И вот Любовь Алексеевна возвращается в палату и заглядывает под кровать.
Так и есть, Саша спит, свернувшись калачиком, а его правая нога привязана бечевкой к железной ножке кровати, выкрашенной в белый цвет. Сверху же навалены накрахмаленные подушки, одеяла, и можно подумать, что мальчик находится в пещере, где хранятся череп и кости первоотца Адама, или он заточен в чреве кита, как пророк Иона.
Настоятель домового храма Ездра Плетнев имел вид человека безрадостного, уставшего, склонного к апоплексии, а еще он страдал коликами, болями в пояснице и частыми, доводящими до одури головными болями, но служил при этом вдохновенно, преображался с первых возгласов полностью, молодел на глазах. Литургию же любил совершать по монастырскому чину. Такая утреня длилась дольше чем обычная, и вновь прибывшие насельницы Вдовьего дома с трудом выдерживали ее, а некоторые даже падали без чувств, но потом привыкали и уже не мыслили себе иного богослужения, чем это.
Неспешное.
Распевное.
Вдумчивое.
Со многими молитвами явными и неявными, слышимыми и алтарными.
Строгое.
При виде Любови Алексеевны и Саши, подходящих под благословение, отче Ездра близоруко щурился, на бледном лице его обозначалось подобие улыбки, знал, что сейчас матушка начнет ему рассказывать о своих видениях.
Так оно и выходило на этот раз.
– Вчера, находясь в департаменте с хлопотами об изменении нам с сыном условий проживания, мне явился мой покойный супруг Иван Иванович Куприн, коллежский регистратор, человек в высшей степени достойный и благородный.

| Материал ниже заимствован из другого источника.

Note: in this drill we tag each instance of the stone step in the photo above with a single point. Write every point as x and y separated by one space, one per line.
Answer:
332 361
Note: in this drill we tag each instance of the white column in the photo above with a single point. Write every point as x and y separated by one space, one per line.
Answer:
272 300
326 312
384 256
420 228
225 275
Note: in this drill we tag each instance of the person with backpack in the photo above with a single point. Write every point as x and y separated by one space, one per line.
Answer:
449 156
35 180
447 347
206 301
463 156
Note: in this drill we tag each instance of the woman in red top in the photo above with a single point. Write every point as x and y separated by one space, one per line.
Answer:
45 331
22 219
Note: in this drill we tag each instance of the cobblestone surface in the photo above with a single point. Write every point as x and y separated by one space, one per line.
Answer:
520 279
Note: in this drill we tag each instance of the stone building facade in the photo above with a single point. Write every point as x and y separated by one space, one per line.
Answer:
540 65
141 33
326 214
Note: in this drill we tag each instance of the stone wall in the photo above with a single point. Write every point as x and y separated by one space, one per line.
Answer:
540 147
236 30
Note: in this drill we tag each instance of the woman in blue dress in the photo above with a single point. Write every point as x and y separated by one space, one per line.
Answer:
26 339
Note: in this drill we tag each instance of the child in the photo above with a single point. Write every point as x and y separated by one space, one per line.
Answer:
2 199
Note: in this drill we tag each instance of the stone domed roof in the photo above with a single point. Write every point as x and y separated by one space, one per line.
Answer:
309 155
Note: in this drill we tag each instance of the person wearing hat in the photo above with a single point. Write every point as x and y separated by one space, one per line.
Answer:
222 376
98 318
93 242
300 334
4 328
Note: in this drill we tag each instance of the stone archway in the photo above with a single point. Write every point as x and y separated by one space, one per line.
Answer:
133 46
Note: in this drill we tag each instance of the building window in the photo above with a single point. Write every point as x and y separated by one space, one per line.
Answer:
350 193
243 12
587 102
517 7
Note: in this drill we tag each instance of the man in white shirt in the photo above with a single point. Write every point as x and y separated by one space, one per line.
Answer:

Как и положено чиновнику его должности, он сидел за отдельным столом и занимался делопроизводством. Не поднимая глаз, он поинтересовался, чем может быть мне полезен. Увидев перед собой своего законного супруга, отошедшего ко Господу три года назад, я впала в полнейшее умоисступление и паралич, не умея связать двух слов. Просто онемела совершенно, боясь, что сие видение сейчас же при мне исчезнет, рассыпавшись в полный прах, превратится в пустоту, в ничто, и нервы мои, и без того ослабленные и не вполне здоровые просто не выдержат такой трансформации. Обратив внимание на мое замешательство, Иван Иванович ласково осведомился, принесла ли я все необходимые для ведения дела документы. Я безмолвно протянула их господину Куприну, лицо которого в ту же минуту лицо заострилось, став таким, каким оно было у него, когда он лежал в гробу, выразило крайнюю озабоченность и помрачение.
После непродолжительного молчания в наступившей тишине Иван Иванович возгласил громко и резко:
– Как же это ты, матушка моя Любовь Алексеевна, подаешь документы в департамент, учреждение государственное, не терпящее небрежения, с грамматическими ошибками. Изволь забрать, исправить их и передать в экспедицию надлежащим образом.
Я горько зарыдала тогда, а господин Куприн вернулся к своим делам, не удостоив меня даже и взглядом…
– Да, изрядная конфузия вышла, – произнес отче Плетнев, завертев при этом бородой, словно вышел из короткого забытья, а все рассказанное ему только что произошло в каком-то полусне, – и что же было дальше?
– Вернувшись домой, – продолжила дрожащим голосом Любовь Алексеевна, – я исправила досадные ошибки, в чем мне оказал помощь наш письмоводитель по фамилии Достовалов, и на следующий день отнесла документы в экспедицию, где они теперь и дожидаются своего часа.
– И правильно сделала, раба Божия, – проговорил батюшка, погладив при этом по голове Сашеньку Куприна, – то было видение указующее. Супруг ваш покойный явился вам, чтобы решение дел государственных, связанных с департаментом и гербовыми бумагами совершалось по существующему постановлению, и как человек благородный предостерег вас таким образом от нарушения закона.
– Значит, это было не бесовское примышление?
– Упаси Бог, – встрепенулся Ездра.
Любовь Алексеевна крепко прижимала Сашу к себе:
– Вот видишь, сынок, твой папенька заботится о нас на небесах.
Эту фразу Саша часто слышал от матери, но никак не мог уяснить, каким образом его папенька Иван Иванович Куприн, которого он и не помнил толком, мог сидеть на небесах. Конечно, особенно перед дождем Саша видел огромные клокастые тучи – страшные и черные, в которых, видимо, и находился его отец, но когда дождь заканчивался, и выходило солнце, то на небе не оставалось и следа от грозовых облаков. А как можно было находиться в этой прозрачной и пустынной синеве, сидеть за столом или на диване, например, было совершенно непонятно.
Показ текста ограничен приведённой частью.